Yes, Lisa thought, relieved that Elder Keesler wasn't taken. How nice.

Elder Pfingst continued beaming over his girlfriend's gifts. “Oatmeal gumdrop are my personal faves,” he said. “Those and snickerdoodles.”

Lisa turned her eyes on Elder Keesler. Her heart pounded wildly. She could hardly believe herself. She stared brazenly into his eyes. “How about you, Brother Keesler? What're your personal favorites?”

It was as if his gray-blue gaze narrowed somehow and found a way to slip inside her and look around. “I'll tell you the truth,” he said, smiling. “I never met a cookie I didn't like.”

Before taking up other conversation, he kept his eyes on her for just an extra half second, but it was an important half second, during which Lisa felt a strange tingling in every single part of her body.

CHAPTER FOURTEEN

Mary, Mary, Quite Contrary

Mick and his father had spent Sunday morning digging up a garden plot for Nora. They folded in chicken manure followed by a worm-rich batch of kitchen compost. Then they began rebuilding the wood-and-chicken-wire frame that was supposed to keep the red squirrels out, but never did.

The garden was Nora's summer pastime. Every year Mick's father said he'd do the preplanting grunt work, but after that his only job was to consume the fruits of her labor. Mick wasn't so cavalier. Past summers he'd enjoyed working with Nora in the garden, especially when it was hot and she would work in shorts and a halter top. On those days he'd liked working right along with her. But that seemed now like somebody else's former life, and he was glad Nora wasn't here today.

But then she was.

“Guess who just called?” she said as she arrived with two cold Cokes in hand.

Mick's father wiped sweat from his forehead with the back of his hand. “Well, if it was Kim Basinger, I hope you told her to stop pestering me.”

Nora chuckled politely. “It was Clyde D.,” she said.

Clyde D. Duzinski was an old high-school friend of Mick's father's, and in addition to running an auto body shop, he ran a small car lot on the side that specialized in custom muscle cars. The problem was, Clyde D. couldn't fix engines and didn't know anyone who could, except Mick's father.

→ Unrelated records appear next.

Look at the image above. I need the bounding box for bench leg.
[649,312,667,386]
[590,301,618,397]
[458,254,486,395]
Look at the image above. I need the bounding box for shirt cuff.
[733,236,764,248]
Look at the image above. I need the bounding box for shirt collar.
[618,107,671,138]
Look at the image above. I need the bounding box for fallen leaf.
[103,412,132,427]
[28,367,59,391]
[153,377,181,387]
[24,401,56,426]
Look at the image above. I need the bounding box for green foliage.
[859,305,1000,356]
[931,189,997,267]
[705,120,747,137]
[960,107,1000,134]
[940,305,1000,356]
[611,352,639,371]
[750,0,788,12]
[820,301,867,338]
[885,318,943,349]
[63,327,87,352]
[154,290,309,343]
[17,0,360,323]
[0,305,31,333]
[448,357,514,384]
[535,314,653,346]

Mick's father smiled. “Clyde D. got problems?”

“All over the place. He's supposed to deliver a classic B.T.O. to somebody tonight who's willing to pay very big bucks for the classic B.T.O., only the classic B.T.O. won't go.”

“G.T.O.,” his father said mildly. “It stands for Gran Turismo Omologato.”

Nora shrugged. “Anyhow, I took pity on him and you, and said you'd be over there as fast as your cute little legs would carry you.”

This surprised Mick—Nora usually hated seeing his father go off to Clyde D.'s because it meant he'd be there at least four or five hours. It must've surprised his father, too, because he said, “Really?”

Nora smiled and shrugged. “You can finish the squirrel frame next weekend. No big deal.”

Everyone dispersed. Nora went back into the house, Mick started putting the tools away, and his father drove off to Clyde D.'s. When Mick went back into the house, the shower was running upstairs. So, he thought. The stepmom's stepping out.

A plan took shape in Mick's mind. He'd thought of it before, but only in the abstract. Now he was going to do it. He changed clothes, grabbed his jacket and book bag, then yelled through the bathroom door to Nora, “I'm going to the library!”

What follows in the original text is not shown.